The U.S. military lost 471 service members to suicide in 2024 — still a staggering number, but the first meaningful drop in years, and one that Pentagon officials are cautiously calling progress.
The Department of Defense released its seventh Annual Report on Suicide in the Military on March 31, 2026, covering Calendar Year 2024. The figure — 471 deaths — marks a notable decline from the 531 suicides recorded in CY 2023, a year that had itself represented a grim high-water mark. For a military establishment that has struggled for over a decade to reverse this trend, the data offers something it hasn’t had much of lately: a reason to believe the needle can move.
A Broad Decline — With One Troubling Exception
Across nearly every component of the Total Force, the numbers improved. The overall suicide rate fell by approximately 11%, with the Active Component posting a 16% decrease and the Reserve Component dropping 14% compared to the previous year. Those are not trivial margins. In a crisis that has resisted intervention after intervention, double-digit declines in a single year are the kind of thing that makes researchers sit up straight.
But it’s not that simple. The National Guard bucked the trend entirely, recording an increase of roughly 13% in its suicide rate over the same period. That’s a significant outlier — and one that deserves far more scrutiny than a footnote in an annual report. Guard members often lack the same access to on-base mental health resources as their Active Component counterparts, and they frequently navigate the psychological weight of military service while embedded in civilian communities that may not fully understand what they’re carrying.
Quarterly data adds texture to the full-year picture. In Q1 of CY 2024, the Active Component recorded 94 suicides — actually three more than Q1 2023 — while the Reserve Component saw 24, up six from the prior year. The National Guard, meanwhile, saw 21, a decrease of five. By Q3, the picture had shifted: the Active Component reported 74 suicides, the Reserve just five — a drop of eleven from Q3 2023 — and the Guard posted 27, down three. It was an uneven, grinding improvement. Not a turnaround so much as a slow correction.
How Bad Had It Gotten?
To understand why 2024’s numbers feel like relief, it helps to remember where things stood before. In CY 2023, 523 service members died by suicide — up from 493 in 2022 — pushing the Total Force rate roughly 9% higher than the year prior. The Active Component’s rate climbed 12%, though statisticians noted it didn’t reach the threshold of statistical significance. Still, the direction was unmistakable and deeply alarming.
It was against that backdrop that officials pointed to the launch of a formal suicide prevention campaign. “In the first year since Secretary Austin’s establishment of the suicide prevention campaign plan, the Department has completed 20 SPRIRC recommendations and we have an aggressive path forward with unprecedented investments for FY25 to combat current trends,” an official stated in the report’s release. Whether those investments are what drove the 2024 decline — or whether other factors are at play — is the kind of question that takes years of data to answer properly.
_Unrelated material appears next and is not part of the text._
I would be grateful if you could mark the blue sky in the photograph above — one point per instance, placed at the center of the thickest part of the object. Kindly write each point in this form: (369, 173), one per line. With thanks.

The Surveillance Infrastructure Behind the Numbers
None of this data emerges from thin air. The DoDSER system — the Department of Defense Suicide Event Report — serves as the backbone of military suicide surveillance, standardizing how suicides, attempts, and related behaviors are tracked across all branches of the Armed Forces. It’s a system that monitors risk factors with a level of granularity that civilian public health agencies often envy. The data it produces is imperfect — no surveillance system isn’t — but it’s the most consistent lens the military has into a crisis that doesn’t announce itself in advance.
Veterans: A Separate, Parallel Crisis
The active-duty picture, grim as it is, represents only part of the problem. Among Veterans — those who’ve already left service — the toll is staggering by any measure. In 2022, the most recent year for which comprehensive data is available, 6,407 Veterans died by suicide, averaging 17.6 deaths per day. The VA’s 2024 Suicide Prevention Annual Report documented some encouraging shifts within that figure: female Veterans saw a 24.1% decline in their suicide rate, and younger Veterans aged 18 to 34 saw a 3.8% drop. Progress, but measured in lives still lost at a rate that would constitute a national emergency if it affected almost any other demographic.
The context is sobering. Suicide was the 12th-leading cause of death for Veterans overall in 2022 — but for those under age 45, it was the second-leading cause, ranking just behind unintentional injury. That’s not a footnote. That’s a defining feature of what it means to be a younger Veteran in America today.
What Comes Next
One good year doesn’t constitute a trend. The military has seen isolated dips in suicide rates before, only to watch them reverse. What’s different this time — if anything is — may come down to whether the structural investments being promised for FY25 actually materialize and reach the people who need them most. The National Guard numbers, in particular, suggest that whatever’s working for the Active Component isn’t reaching everyone in uniform equally.
Four hundred and seventy-one people. Each one a service member who made it through deployments, through training, through years of sacrifice — and didn’t make it through whatever came after. That number went down in 2024. The work of making sure it keeps going down has barely begun.